Traffic has been a big problem in Grovetown for years.
Finally, major improvements are on the way.
The highly-debated and recently-passed Transportation Investment Act, often referred to as T-SPLOST, is slated to provide $11 million in improvements to the city’s two major thoroughfares.
“We’re very fortunate (residents) passed that here,” Public Works Director Michael Woods said.
Mayor George James said voters in the Grovetown precincts passed the T-SPLOST.
“We needed it,” James said. “We needed it bad.”
Traffic, mainly associated with Fort Gordon, clogs Robinson Avenue and Wrightsboro Road during morning and afternoon rush hour. Woods said traffic from Fort Gordon’s Gate 2 often backs up from Gordon Highway to Wrightsboro Road.
Improving state highways requires approval from the state Department of Transportation.

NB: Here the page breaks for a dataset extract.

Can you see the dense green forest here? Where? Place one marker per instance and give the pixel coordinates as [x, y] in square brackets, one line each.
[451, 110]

“The state governs and controls their highways,” James said. “In essence, you can’t even take a piece of chalk and write on it unless they tell you you can. They control their roads.”

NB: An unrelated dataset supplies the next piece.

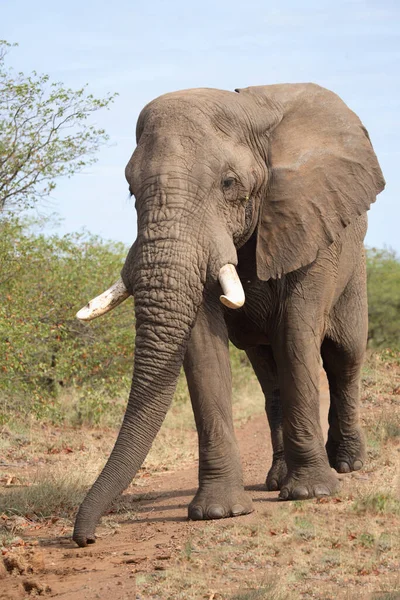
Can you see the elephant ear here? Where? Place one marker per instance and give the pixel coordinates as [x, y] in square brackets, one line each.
[323, 173]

City officials have been pleading with DOT officials to improve the roads for many years. Finally, state transportation officials included the projects on the T-SPLOST list.
“I think they see how big a problem it is down through there,” Woods said.
City Council members recently approved hiring a traffic engineer to examine Robinson Avenue and Wrightsboro Road. That engineer will include city leaders’ design ideas and the Urban Redevelopment Plan to update the historic areas of the city into improvement plans for the road.
“DOT, they are wanting us to tell them what we want,” James said. “They are encouraging us to come up with our design as to what we would want.”
James said he’s been told to expect construction to begin on those two main corridors in about three years.
James said residents expressed concerns about turning Robinson Avenue into a four-lane highway through town.
“They think we’re going to four-lane it or something like that,” James said. “That’s not going to happen.”
The plan is to widen the road in a few areas to make room for turn lanes, allowing drivers on side streets to get onto Robinson Avenue, and other traffic control improvements that will move traffic along and improve the flow of traffic.
The $150,000 a year in discretionary funds the city is expected to receive from the T-SPLOST will help improve city streets.
“We can use it where we want to (inside) the city limits on any of our roads” Woods said. “That’s going to be a lot of resurfacing.”
But T-SPLOST projects aren’t the only ones on the books. DOT also is planning to improve the city’s two main intersections – Wrightsboro Road at Katherine Street and Robinson Avenue. The projects likely will include medians or islands and signs to help improve traffic flow.
Those projects are DOT-funded and are expected to begin any day, James said.
The city also is adding a traffic signal on Wrightsboro Road at Whiskey Road to better manage traffic associated with new businesses there. That project is expected to be complete in about six months.